"O amor foi um conceito inventado por um senhor emocionalmente deficiente num delírio de parvoíce, ao qual as pessoas se agarraram durante séculos. Foi derramado sangue, foram vertidas lágrimas, trocadas cartas, viradas as páginas. Foram épocas gloriosas com testemunhos de verdadeira paixão, de verdadeiro desejo, de um romantismo exacerbado em que a vida sem o outro era impensável, de duelos, de ilusões, de cartas escondidas nos decotes ou nas pregas dos regaços. Foram épocas em que o amor era simples, em que esse tal conceito mirabolante até parecia ter algum significado. Era o inominável, o sentimento que os fazia esquecer quem eram e perder todo o sentido da razão. Era simples porque havia menos escolha. Era simples porque era difícil, mas fazia sentido, era real. Hoje, parece que já ninguém se apaixona de verdade. Parece antes que andam cegos em busca desse antigo ideal de paixão que se perdeu em páginas de romances que já ninguém lê. Idealizam esse amor, fingem vivê-lo – mas não o vivem. E quem realmente o viveu, prefere nunca ter sentido aquela pontada no peito, naquela noite, naquele momento."
- R. M. S.
Nunca se deve julgar um livro pela capa - ou, neste caso, pelo título. Pode-nos induzir em erro, e dávamos por nós a perder um dos melhores romances contemporâneos Norte-Americanos.

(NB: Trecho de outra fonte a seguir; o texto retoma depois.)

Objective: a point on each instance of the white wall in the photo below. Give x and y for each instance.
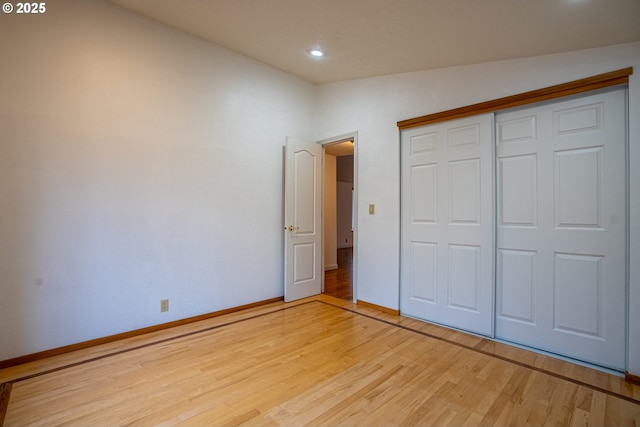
(122, 146)
(373, 106)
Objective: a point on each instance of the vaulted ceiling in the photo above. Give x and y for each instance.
(365, 38)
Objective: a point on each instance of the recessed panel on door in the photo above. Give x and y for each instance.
(561, 237)
(447, 224)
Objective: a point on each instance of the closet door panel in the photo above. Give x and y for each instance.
(447, 224)
(561, 240)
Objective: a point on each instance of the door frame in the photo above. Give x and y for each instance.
(350, 136)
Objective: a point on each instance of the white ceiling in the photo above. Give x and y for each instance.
(366, 38)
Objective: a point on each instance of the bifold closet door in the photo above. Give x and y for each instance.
(561, 228)
(447, 226)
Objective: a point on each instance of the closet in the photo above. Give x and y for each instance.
(514, 224)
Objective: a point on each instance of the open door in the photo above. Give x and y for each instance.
(302, 219)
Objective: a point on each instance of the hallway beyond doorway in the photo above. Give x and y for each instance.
(338, 283)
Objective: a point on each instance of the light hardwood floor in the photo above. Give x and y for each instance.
(319, 361)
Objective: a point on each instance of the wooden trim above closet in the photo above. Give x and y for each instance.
(600, 81)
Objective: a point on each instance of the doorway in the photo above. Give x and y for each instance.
(339, 217)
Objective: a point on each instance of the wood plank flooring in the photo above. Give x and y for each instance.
(319, 361)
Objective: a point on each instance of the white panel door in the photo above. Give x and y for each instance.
(302, 220)
(447, 224)
(561, 218)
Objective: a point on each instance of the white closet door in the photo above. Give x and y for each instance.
(561, 238)
(447, 224)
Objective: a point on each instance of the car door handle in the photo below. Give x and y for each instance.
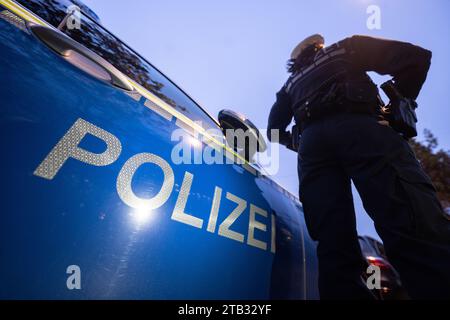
(81, 56)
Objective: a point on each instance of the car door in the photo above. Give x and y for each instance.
(96, 202)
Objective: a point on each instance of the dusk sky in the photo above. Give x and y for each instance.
(232, 54)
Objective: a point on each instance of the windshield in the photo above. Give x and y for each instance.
(99, 40)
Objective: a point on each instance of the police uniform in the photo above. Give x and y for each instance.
(335, 104)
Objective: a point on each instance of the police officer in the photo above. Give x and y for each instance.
(345, 138)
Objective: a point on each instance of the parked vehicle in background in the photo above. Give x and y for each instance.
(391, 286)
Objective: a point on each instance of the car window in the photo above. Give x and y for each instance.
(54, 11)
(92, 35)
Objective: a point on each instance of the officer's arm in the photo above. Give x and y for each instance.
(280, 117)
(406, 63)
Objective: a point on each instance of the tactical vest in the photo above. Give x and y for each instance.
(331, 84)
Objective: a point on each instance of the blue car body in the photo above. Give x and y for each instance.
(78, 216)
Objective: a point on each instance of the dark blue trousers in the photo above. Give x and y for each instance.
(396, 193)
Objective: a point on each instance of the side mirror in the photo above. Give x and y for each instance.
(241, 134)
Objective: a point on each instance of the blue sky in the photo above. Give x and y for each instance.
(232, 54)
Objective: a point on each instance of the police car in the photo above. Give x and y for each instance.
(94, 205)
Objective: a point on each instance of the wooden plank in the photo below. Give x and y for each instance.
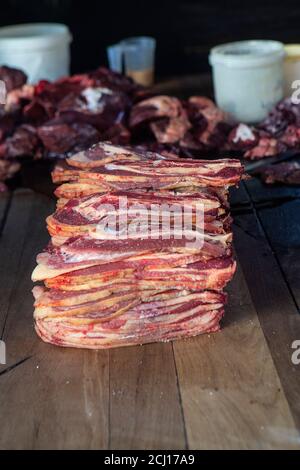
(145, 410)
(54, 397)
(11, 246)
(276, 309)
(4, 202)
(231, 393)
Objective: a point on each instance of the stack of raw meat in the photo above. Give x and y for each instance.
(132, 284)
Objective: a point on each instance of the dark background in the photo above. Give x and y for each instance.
(185, 29)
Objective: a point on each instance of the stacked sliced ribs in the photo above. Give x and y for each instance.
(104, 291)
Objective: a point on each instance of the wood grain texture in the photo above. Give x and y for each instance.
(55, 398)
(277, 312)
(145, 408)
(234, 389)
(4, 201)
(231, 394)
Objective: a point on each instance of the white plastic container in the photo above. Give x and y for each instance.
(291, 67)
(248, 78)
(41, 50)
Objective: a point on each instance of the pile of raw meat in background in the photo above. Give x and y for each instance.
(103, 291)
(58, 119)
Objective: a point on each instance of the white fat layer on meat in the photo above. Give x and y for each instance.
(243, 133)
(93, 96)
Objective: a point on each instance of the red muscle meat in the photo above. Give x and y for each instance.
(102, 290)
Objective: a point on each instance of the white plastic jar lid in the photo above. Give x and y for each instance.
(34, 35)
(243, 54)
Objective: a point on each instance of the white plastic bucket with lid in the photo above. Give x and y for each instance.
(41, 50)
(248, 78)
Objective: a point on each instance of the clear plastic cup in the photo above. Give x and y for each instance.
(137, 53)
(139, 59)
(115, 58)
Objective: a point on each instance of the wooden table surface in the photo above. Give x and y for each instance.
(234, 389)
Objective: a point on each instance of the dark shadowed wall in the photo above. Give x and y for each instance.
(185, 29)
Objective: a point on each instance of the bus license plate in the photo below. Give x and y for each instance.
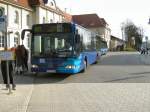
(51, 71)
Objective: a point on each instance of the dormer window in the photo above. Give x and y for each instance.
(16, 17)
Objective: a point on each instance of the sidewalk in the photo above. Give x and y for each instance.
(145, 58)
(18, 100)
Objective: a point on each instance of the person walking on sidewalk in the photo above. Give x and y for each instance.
(4, 73)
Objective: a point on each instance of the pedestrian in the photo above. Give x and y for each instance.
(25, 57)
(4, 73)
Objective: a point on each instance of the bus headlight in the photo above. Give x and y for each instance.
(71, 67)
(34, 66)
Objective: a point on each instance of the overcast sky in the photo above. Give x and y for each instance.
(114, 11)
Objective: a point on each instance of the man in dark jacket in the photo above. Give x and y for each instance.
(4, 73)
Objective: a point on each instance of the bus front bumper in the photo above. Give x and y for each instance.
(57, 70)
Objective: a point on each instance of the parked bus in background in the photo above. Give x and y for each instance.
(62, 48)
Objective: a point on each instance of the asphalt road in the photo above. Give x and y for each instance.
(115, 67)
(119, 83)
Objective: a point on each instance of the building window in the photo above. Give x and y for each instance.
(28, 20)
(16, 20)
(44, 20)
(1, 39)
(2, 11)
(16, 39)
(51, 20)
(28, 39)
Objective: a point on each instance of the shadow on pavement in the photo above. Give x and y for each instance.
(39, 78)
(121, 79)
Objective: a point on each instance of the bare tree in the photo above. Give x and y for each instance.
(133, 35)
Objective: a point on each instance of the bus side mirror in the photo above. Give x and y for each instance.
(24, 31)
(77, 38)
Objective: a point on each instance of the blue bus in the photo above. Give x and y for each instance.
(62, 48)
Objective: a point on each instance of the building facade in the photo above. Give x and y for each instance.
(94, 23)
(22, 14)
(116, 44)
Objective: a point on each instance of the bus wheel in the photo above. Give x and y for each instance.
(85, 66)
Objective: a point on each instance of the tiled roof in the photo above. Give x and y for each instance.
(89, 20)
(23, 3)
(116, 38)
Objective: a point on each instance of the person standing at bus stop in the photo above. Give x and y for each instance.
(4, 73)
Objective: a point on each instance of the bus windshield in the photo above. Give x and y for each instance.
(52, 45)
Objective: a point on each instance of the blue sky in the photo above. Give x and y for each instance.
(114, 11)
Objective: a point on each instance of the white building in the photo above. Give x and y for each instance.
(22, 14)
(94, 23)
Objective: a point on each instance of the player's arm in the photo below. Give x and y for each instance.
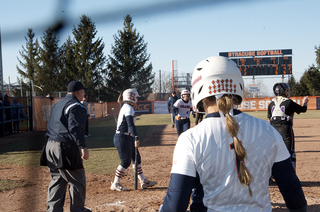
(289, 186)
(76, 124)
(178, 194)
(175, 108)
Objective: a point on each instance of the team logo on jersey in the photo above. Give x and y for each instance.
(222, 85)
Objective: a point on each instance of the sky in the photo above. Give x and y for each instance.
(186, 31)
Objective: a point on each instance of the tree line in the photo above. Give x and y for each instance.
(81, 57)
(51, 67)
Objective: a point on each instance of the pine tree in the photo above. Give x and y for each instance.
(50, 65)
(89, 57)
(69, 69)
(293, 85)
(127, 67)
(29, 56)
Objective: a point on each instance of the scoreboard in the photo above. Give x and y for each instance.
(266, 62)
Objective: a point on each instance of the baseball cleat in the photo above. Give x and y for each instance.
(117, 187)
(147, 183)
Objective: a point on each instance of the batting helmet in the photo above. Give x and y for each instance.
(184, 92)
(216, 76)
(130, 95)
(280, 88)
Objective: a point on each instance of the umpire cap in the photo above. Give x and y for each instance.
(75, 86)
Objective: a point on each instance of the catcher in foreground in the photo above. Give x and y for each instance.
(225, 162)
(126, 139)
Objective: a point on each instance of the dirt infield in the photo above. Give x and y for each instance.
(156, 150)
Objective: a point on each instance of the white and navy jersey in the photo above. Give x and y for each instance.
(207, 150)
(126, 120)
(182, 108)
(288, 107)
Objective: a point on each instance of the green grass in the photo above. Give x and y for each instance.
(103, 155)
(310, 114)
(10, 184)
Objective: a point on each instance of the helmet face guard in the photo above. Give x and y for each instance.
(216, 76)
(279, 89)
(184, 92)
(130, 95)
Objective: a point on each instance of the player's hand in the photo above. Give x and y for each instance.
(85, 153)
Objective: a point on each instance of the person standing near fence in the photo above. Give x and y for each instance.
(17, 113)
(181, 111)
(172, 99)
(280, 114)
(126, 139)
(226, 161)
(85, 104)
(65, 149)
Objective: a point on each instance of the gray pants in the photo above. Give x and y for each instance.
(60, 178)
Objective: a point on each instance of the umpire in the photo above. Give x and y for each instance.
(172, 99)
(65, 150)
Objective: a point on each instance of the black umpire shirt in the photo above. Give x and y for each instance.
(67, 121)
(290, 108)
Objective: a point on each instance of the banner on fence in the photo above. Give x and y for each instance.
(160, 107)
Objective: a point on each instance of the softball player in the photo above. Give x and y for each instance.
(280, 114)
(226, 161)
(126, 139)
(181, 111)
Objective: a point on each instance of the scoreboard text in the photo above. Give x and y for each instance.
(267, 62)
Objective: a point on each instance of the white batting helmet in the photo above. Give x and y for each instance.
(216, 76)
(130, 95)
(184, 92)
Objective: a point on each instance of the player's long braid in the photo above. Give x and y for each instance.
(120, 99)
(225, 104)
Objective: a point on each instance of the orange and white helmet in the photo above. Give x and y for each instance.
(184, 92)
(130, 95)
(216, 76)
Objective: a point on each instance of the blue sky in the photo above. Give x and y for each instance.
(184, 30)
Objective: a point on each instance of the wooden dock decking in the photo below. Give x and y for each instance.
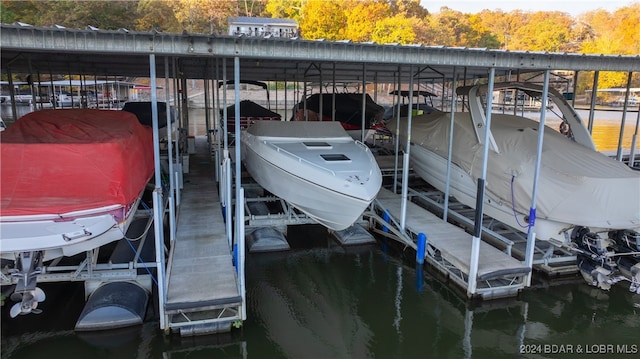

O meu interesse surgiu depois de saber que a autora, Nicole Krauss, era casada com um dos meus mais-que-tudo, o Jonathan Safran Foer. Pensei que para um dos meus mais-que-tudo ter casado com outra escritora, era porque tinha alguma coisa que a destacasse. E tem. Imenso. Dizem que o seu primeiro romance, Man Walks Into A Room, catapultou-a logo para uma posição de sucesso; quanto a isso não sei, porque não o li nem me lembro de o ter visto à venda cá. Mas este A História do Amor está simplesmente delicioso.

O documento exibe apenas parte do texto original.